Vorwurf: Mädchen sexuell schwer missbraucht – „Die Schuld trifft mich allein“
Über mehrere Jahre hinweg soll ein Mann zwei Mädchen seiner damaligen Frau mehrfach sexuell schwer missbraucht haben. Seit Freitag steht der 64-Jährige vor dem Heilbronner Landgericht.
Schweigend saß der Angeklagte während des gesamten ersten Prozesstag vor der achten Großen Strafkammer neben seinem Anwalt. Weder zu seiner Person noch zur Sache wollte der 64-Jährige selbst etwas sagen. Dass er die Vorwürfe der Ersten Staatsanwältin Bettina Jörg einräumt, lässt er seinen Verteidiger Harald Stehr verlesen. Er bereue seine Taten und bitte um Verzeihung. „Die Schuld trifft mich allein“, liest der Rechtsanwalt die schriftliche Erklärung seines Mandanten vor.
Prozess in Heilbronn: Angeklagter soll über Jahre hinweg Mädchen missbraucht haben
Die Vorwürfe der Ersten Staatsanwältin Bettina Jörg wiegen schwer: In zehn rechtlich selbstständigen Fällen habe sich der Angeklagte des zum Teil schweren sexuellen Missbrauchs von Kindern schuldig gemacht. Als Töchter seiner damaligen Ehefrau waren sie auch noch seine Schutzbefohlenen.
Zwischen 2010 und 2013 soll der Angeklagte die beiden Mädchen abwechselnd missbraucht haben. Unter anderem habe er Geschlechtsverkehr mit ihnen gehabt, und er solle sie zum Oralverkehr missbraucht haben. Seine beiden mutmaßlichen Opfer waren in diesem Zeitraum teilweise unter 14 Jahre alt.
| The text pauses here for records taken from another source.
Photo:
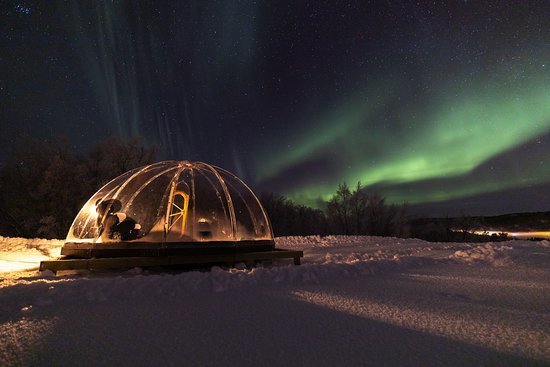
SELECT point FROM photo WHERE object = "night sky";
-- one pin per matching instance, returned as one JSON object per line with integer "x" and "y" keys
{"x": 444, "y": 105}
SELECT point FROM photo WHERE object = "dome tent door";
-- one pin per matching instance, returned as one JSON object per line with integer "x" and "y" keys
{"x": 176, "y": 214}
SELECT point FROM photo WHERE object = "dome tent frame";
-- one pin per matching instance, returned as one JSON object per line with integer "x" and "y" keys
{"x": 171, "y": 212}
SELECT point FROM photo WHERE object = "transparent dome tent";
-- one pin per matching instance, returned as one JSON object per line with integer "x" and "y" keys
{"x": 168, "y": 208}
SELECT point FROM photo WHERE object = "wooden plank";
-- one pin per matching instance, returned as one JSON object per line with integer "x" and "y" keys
{"x": 132, "y": 262}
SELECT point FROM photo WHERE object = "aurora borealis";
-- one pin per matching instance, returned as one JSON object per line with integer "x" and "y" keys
{"x": 445, "y": 106}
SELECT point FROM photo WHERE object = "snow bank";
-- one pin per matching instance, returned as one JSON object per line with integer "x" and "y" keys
{"x": 18, "y": 254}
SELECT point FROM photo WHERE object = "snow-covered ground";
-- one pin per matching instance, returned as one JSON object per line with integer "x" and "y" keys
{"x": 355, "y": 301}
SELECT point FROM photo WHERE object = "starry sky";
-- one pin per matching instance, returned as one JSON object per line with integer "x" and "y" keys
{"x": 444, "y": 105}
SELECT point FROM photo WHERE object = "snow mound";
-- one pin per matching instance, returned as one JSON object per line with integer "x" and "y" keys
{"x": 18, "y": 254}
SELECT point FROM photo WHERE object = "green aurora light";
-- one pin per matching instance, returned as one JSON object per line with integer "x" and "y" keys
{"x": 468, "y": 125}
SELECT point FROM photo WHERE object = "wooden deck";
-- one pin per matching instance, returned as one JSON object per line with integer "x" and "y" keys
{"x": 133, "y": 262}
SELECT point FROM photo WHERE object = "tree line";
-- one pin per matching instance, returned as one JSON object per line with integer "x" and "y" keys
{"x": 348, "y": 212}
{"x": 45, "y": 184}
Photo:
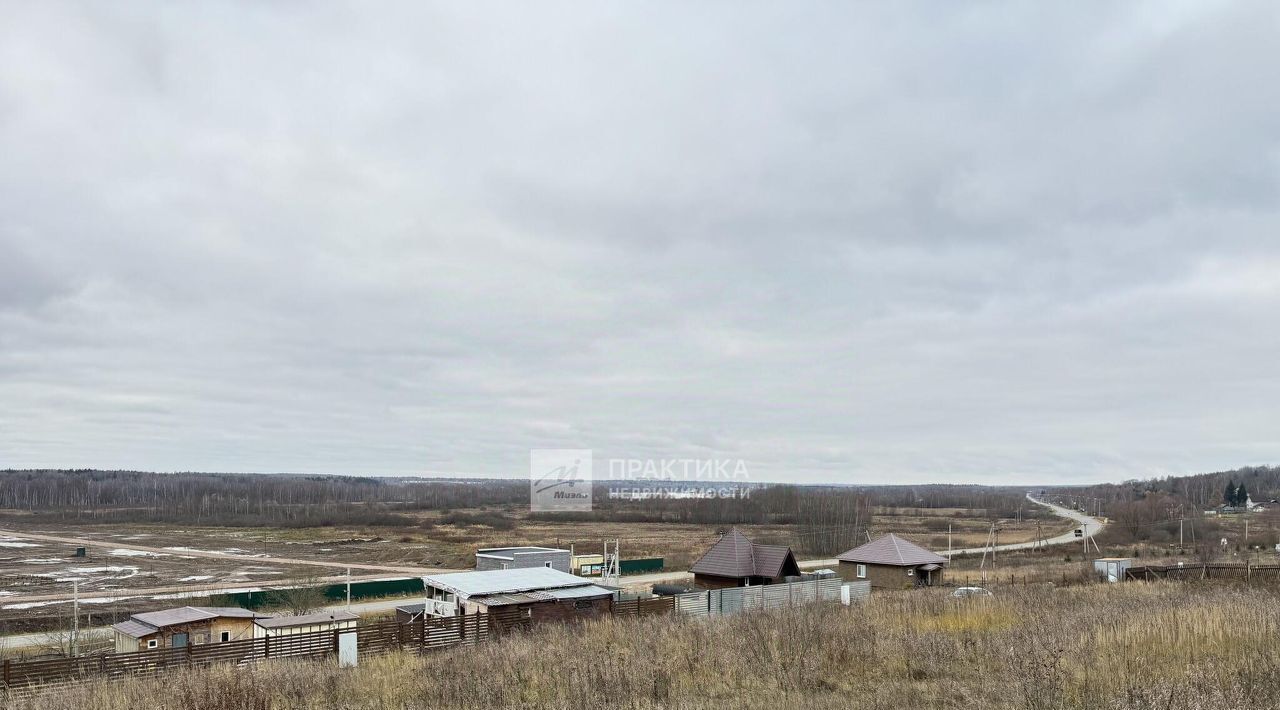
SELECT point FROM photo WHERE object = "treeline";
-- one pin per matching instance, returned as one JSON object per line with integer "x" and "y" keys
{"x": 1171, "y": 508}
{"x": 241, "y": 499}
{"x": 1201, "y": 490}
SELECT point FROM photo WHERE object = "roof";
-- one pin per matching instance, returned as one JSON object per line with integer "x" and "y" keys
{"x": 510, "y": 553}
{"x": 137, "y": 630}
{"x": 891, "y": 549}
{"x": 307, "y": 619}
{"x": 579, "y": 592}
{"x": 735, "y": 555}
{"x": 503, "y": 581}
{"x": 188, "y": 614}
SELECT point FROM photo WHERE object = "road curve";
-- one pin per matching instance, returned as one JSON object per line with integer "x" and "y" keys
{"x": 1091, "y": 527}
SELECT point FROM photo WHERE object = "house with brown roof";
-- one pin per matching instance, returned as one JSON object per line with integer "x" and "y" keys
{"x": 174, "y": 628}
{"x": 734, "y": 560}
{"x": 891, "y": 563}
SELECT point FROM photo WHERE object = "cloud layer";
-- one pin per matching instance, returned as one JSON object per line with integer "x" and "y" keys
{"x": 844, "y": 242}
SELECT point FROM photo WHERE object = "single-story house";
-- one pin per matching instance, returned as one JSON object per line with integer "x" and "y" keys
{"x": 535, "y": 592}
{"x": 174, "y": 628}
{"x": 734, "y": 560}
{"x": 305, "y": 623}
{"x": 520, "y": 558}
{"x": 891, "y": 563}
{"x": 586, "y": 566}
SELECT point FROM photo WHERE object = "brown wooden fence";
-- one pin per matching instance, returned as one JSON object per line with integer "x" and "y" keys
{"x": 1192, "y": 572}
{"x": 426, "y": 633}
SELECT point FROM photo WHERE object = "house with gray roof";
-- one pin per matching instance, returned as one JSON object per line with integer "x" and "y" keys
{"x": 891, "y": 563}
{"x": 735, "y": 560}
{"x": 534, "y": 592}
{"x": 184, "y": 626}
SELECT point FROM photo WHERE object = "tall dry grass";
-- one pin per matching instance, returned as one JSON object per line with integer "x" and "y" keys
{"x": 1124, "y": 647}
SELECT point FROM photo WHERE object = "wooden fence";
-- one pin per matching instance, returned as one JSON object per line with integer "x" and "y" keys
{"x": 1191, "y": 572}
{"x": 424, "y": 635}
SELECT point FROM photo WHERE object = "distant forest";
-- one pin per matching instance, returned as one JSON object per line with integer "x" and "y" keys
{"x": 1173, "y": 508}
{"x": 826, "y": 516}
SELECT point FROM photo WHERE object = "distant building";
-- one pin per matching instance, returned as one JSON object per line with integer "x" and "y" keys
{"x": 522, "y": 558}
{"x": 174, "y": 628}
{"x": 1111, "y": 569}
{"x": 536, "y": 592}
{"x": 305, "y": 623}
{"x": 892, "y": 563}
{"x": 734, "y": 560}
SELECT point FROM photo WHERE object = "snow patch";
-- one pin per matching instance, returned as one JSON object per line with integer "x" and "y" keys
{"x": 127, "y": 553}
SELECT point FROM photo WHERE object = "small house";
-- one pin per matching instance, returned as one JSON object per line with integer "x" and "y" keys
{"x": 734, "y": 560}
{"x": 534, "y": 592}
{"x": 588, "y": 566}
{"x": 522, "y": 558}
{"x": 174, "y": 628}
{"x": 1111, "y": 569}
{"x": 891, "y": 563}
{"x": 305, "y": 623}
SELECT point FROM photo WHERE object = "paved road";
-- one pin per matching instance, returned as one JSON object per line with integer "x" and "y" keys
{"x": 1092, "y": 526}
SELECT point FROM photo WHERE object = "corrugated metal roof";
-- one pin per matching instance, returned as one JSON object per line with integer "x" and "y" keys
{"x": 188, "y": 614}
{"x": 503, "y": 581}
{"x": 307, "y": 619}
{"x": 579, "y": 592}
{"x": 512, "y": 599}
{"x": 735, "y": 555}
{"x": 136, "y": 630}
{"x": 894, "y": 550}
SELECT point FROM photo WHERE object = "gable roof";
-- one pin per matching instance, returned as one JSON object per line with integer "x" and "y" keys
{"x": 188, "y": 614}
{"x": 735, "y": 555}
{"x": 891, "y": 549}
{"x": 135, "y": 630}
{"x": 504, "y": 581}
Im Prozess treten sie als Nebenklägerinnen auf. Ihre Zeugenaussagen fanden unter Ausschluss der Öffentlichkeit statt. Nach dem Prozessende werden sie sich in Therapie begeben, sagt deren Anwältin Tanja Haberzettl-Prach.

Tatort soll auch das eheliche Bett gewesen sein – Angeklagter stand bereits in Heilbronn vor Gericht
Tatort soll unter anderem das eheliche Bett in der damaligen Wohnung in Eppingen-Rohrbach gewesen sein. Während seiner Arbeit als Berufskraftfahrer habe der Angeklagte eines der Mädchen in einem Lastkraftwagen missbraucht. Auch im Urlaub soll der Angeklagte, der inzwischen in Hessen wohnt, viermal verheiratet war und vier mal geschieden ist und selbst drei Kinder hat, mehrfach übergriffig geworden sein.
Der Angeklagte musste sich 2023 zunächst vor dem Amtsgericht Heilbronn verantworten. Schon in der damaligen Hauptverhandlung war der Beschuldigte geständig. Das Amtsgericht hat das Verfahren damals allerdings wegen der Schwere der Vorwürfe an das Landgericht verwiesen. Amtsrichter können Freiheitstrafen von maximal vier Jahre aussprechen.
Dass er geständig sei, könne sich positiv auf das Urteil auswirken, sagte Richterin Sabrina Klaiber. Dennoch: „Wir können das ganze Strafmaß voll ausschöpfen“, so die Richterin am Landgericht.